Posted: 3rd May 2013

What is the future of mobile, cloud computing, social media, and big data?

How can the Defense and Intelligence communities leverage the commercial applications of these emerging tech categories?

And how can we predict future breakthrough moments in technology through the use of web intelligence?

We answered these questions in our recent webcast called, “From Emerging Trends to Horizon Scanning: What’s Next in Government Computing?”

Recorded Future’s Matt Kodama, Chief Product Officer, and Dr. Bill Ladd, Chief Data Analyst, along with AJ Clark, President of Thermopylae Sciences and Technology held a lively discussion, with both Government and Commercial sides represented.


Matt Kodama began the discussion by providing statistics demonstrating the remarkable acceleration of the rate of adoption of technologies like mobile, big data, social media and cloud computing, and how this rapid adoption has changed our digital lifestyles, as well reset expectations about the breadth, depth and accessability of data.

The panelists then took a deep dive into each tech trend’s evolution in the commercial and government computing environments.

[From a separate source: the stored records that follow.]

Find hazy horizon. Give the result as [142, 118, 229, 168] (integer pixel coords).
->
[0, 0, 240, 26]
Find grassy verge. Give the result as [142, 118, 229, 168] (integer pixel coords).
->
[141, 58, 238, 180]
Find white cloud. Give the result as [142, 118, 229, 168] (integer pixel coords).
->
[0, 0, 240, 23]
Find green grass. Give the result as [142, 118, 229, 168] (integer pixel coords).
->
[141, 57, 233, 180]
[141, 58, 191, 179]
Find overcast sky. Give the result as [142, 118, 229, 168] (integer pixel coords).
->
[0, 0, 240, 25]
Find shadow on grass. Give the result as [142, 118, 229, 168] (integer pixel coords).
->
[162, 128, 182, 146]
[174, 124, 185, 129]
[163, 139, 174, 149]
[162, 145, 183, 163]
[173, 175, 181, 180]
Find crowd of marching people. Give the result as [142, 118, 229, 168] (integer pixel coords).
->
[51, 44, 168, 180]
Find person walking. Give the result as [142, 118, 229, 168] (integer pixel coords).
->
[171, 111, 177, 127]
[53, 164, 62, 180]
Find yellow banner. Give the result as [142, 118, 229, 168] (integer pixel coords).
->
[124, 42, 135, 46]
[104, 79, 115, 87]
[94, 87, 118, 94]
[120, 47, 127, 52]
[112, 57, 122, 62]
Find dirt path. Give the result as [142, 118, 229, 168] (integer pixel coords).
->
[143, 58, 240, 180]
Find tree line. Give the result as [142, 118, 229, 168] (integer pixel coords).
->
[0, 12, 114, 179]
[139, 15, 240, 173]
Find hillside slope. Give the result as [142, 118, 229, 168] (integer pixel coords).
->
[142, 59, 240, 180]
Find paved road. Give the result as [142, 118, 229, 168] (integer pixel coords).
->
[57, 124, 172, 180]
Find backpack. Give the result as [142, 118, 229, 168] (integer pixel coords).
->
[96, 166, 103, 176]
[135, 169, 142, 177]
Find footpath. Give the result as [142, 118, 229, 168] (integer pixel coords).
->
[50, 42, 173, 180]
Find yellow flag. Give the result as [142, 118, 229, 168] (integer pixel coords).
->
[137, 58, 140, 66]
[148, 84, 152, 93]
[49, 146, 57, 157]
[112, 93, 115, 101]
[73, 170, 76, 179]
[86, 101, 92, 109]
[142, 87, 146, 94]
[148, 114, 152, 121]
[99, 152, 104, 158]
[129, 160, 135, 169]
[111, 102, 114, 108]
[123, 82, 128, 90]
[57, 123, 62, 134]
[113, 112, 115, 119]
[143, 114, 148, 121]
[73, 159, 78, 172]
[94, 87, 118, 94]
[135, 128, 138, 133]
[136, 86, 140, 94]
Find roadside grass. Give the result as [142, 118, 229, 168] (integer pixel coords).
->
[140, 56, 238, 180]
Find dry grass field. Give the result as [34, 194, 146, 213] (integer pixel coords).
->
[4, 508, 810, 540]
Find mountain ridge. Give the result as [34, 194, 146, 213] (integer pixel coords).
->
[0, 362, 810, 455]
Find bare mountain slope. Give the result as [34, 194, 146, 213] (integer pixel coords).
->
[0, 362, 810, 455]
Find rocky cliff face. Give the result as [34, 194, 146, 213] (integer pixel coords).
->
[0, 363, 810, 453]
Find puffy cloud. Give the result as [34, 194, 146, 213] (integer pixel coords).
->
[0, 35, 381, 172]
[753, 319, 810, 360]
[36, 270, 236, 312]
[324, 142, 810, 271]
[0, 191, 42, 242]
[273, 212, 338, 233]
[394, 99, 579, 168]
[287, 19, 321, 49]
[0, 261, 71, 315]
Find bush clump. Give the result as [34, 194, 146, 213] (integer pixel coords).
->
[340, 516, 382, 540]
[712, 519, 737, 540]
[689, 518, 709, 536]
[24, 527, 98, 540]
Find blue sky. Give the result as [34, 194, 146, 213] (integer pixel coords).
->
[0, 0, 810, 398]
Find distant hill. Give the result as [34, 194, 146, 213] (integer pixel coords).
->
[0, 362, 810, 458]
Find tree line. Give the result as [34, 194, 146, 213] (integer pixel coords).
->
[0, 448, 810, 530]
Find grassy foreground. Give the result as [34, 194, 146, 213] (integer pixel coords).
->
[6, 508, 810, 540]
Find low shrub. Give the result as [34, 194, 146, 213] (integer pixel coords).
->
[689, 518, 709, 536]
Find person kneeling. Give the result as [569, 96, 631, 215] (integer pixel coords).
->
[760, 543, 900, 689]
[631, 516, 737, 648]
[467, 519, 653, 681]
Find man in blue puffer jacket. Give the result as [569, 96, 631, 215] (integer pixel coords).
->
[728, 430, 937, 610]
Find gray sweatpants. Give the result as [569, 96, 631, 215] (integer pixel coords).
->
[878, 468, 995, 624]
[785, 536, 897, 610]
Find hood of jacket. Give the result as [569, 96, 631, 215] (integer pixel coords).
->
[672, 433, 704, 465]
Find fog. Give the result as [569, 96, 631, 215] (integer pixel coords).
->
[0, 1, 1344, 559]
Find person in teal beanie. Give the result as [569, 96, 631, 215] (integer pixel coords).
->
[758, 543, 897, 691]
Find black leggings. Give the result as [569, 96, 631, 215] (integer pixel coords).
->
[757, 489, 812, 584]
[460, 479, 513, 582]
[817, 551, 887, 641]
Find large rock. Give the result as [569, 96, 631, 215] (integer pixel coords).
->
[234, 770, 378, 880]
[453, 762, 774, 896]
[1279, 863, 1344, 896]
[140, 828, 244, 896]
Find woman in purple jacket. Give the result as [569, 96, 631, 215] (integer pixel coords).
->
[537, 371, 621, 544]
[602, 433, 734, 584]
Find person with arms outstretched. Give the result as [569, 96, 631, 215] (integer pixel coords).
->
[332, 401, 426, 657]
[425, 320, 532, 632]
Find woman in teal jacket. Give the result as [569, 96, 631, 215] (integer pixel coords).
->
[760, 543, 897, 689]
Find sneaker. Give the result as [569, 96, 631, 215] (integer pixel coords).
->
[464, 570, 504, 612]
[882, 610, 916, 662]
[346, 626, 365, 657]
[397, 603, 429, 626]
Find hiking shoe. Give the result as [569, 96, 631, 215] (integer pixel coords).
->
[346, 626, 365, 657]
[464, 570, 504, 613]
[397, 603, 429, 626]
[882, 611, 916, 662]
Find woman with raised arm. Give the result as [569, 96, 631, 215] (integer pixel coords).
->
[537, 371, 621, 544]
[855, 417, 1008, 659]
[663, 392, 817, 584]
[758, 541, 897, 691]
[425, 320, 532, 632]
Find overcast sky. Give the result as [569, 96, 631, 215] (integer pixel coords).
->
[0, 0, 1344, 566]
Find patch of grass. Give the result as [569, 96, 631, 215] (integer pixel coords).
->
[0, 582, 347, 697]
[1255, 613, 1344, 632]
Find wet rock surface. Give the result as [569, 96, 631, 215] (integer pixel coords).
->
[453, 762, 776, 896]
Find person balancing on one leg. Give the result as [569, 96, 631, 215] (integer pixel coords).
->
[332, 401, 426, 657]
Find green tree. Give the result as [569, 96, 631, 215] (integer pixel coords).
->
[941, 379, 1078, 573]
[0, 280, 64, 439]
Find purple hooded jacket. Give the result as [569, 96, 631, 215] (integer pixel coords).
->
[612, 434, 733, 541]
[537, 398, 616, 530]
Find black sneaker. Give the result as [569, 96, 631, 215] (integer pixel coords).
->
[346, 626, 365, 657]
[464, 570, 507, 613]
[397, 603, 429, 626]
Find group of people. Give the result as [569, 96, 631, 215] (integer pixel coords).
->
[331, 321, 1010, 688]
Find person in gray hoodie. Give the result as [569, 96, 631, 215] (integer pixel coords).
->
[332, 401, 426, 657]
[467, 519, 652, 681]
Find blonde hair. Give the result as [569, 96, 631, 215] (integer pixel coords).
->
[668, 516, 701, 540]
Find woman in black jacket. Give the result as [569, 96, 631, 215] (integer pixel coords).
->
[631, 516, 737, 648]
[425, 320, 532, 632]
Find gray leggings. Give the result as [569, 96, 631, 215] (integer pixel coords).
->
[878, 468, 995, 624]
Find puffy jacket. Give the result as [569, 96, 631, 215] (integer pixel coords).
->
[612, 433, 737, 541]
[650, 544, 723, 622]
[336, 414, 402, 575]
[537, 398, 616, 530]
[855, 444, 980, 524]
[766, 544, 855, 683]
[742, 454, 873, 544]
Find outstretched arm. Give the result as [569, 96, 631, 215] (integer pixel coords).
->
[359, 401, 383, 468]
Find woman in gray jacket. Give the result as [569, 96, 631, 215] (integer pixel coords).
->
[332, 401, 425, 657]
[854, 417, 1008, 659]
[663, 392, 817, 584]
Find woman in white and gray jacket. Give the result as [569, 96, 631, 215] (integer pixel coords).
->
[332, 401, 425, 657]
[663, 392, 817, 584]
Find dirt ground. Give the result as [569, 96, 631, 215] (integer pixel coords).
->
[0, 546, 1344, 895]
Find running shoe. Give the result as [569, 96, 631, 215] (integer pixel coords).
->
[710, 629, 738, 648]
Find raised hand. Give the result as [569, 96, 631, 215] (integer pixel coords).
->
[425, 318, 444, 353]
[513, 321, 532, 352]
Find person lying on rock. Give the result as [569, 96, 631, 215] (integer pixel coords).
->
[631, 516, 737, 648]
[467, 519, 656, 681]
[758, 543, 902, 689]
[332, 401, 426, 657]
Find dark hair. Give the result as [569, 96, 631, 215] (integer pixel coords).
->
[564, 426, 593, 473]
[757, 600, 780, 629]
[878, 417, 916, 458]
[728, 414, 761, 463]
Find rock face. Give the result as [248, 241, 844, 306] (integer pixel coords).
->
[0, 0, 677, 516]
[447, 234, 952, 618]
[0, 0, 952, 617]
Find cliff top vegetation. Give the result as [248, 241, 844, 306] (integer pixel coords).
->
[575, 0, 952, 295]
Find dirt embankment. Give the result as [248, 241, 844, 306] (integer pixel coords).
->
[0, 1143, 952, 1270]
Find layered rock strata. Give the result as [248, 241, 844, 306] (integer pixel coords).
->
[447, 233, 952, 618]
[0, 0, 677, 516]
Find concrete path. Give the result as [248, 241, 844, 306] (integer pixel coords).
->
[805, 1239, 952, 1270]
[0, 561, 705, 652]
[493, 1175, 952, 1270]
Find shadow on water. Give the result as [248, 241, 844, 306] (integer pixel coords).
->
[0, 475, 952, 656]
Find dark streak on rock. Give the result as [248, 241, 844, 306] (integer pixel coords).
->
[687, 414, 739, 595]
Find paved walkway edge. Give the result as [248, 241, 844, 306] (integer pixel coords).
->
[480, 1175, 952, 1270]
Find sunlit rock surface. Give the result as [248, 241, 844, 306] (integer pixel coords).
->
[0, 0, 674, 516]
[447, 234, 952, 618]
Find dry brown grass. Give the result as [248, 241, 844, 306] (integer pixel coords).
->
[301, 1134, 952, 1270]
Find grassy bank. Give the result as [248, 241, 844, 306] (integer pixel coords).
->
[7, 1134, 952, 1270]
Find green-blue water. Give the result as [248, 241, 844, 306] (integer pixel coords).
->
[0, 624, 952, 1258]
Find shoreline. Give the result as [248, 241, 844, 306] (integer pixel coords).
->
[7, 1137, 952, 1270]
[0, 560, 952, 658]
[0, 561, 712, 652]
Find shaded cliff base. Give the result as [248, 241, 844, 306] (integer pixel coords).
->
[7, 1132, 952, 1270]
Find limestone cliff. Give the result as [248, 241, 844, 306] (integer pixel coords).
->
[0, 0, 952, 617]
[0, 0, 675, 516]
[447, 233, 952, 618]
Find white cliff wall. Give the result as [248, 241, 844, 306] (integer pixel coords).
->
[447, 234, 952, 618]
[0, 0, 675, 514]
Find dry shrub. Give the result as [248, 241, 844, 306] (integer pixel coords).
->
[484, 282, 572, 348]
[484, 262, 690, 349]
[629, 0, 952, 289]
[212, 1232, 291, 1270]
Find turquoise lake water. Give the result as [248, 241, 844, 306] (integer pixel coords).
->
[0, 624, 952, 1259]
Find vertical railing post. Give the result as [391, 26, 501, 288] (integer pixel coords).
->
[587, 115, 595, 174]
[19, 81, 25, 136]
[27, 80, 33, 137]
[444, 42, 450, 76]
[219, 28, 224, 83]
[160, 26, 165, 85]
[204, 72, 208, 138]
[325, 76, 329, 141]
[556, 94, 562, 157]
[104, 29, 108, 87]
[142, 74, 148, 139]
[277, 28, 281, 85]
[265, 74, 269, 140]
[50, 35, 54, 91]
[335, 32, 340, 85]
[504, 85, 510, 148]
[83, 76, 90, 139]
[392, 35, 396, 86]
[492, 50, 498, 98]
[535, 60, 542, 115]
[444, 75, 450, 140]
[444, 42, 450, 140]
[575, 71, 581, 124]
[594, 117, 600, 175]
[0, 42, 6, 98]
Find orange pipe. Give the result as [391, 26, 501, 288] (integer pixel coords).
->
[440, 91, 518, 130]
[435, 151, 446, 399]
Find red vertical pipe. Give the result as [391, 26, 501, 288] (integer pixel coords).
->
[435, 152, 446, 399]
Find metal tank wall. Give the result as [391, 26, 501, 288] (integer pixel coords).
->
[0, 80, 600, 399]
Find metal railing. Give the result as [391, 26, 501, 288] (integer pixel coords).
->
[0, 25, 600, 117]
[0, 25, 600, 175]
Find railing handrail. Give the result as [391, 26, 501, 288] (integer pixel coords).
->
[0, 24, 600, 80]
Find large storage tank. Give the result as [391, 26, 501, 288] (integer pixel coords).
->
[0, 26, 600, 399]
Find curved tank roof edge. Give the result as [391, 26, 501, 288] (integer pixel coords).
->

For example, AJ Clark related how the 2010 Haiti earthquake was the catalyst for the government computing community’s understanding of social media’s potential to provide massive amounts of critical information about global events, and how that community has since then taken a lead in using web intelligence derived from social media, combined with emerging technologies like geo-mapping, to assist in other humanitarian crises. Bill Ladd summarized the social media tech trend by saying “social media is essentially a sensor for things we don’t know we’re already measuring.”

AJ also talked about the challenges (and benefits) of putting sensitive government information into a commercial cloud computing structure, due amongst other things, to declining budgets. He talked about some inventive ways to approach those challenges.

Finally Dr. Bill Ladd wrapped up the discussion by describing Recorded Future’s horizon scanning work and how our monitoring of future references, multiyear trends, and the convergence of technology terms can predict tech breakthrough moments. He showed Recorded Future’s research on biotech discussion patterns in the Chinese media to demonstrate our horizon scanning work.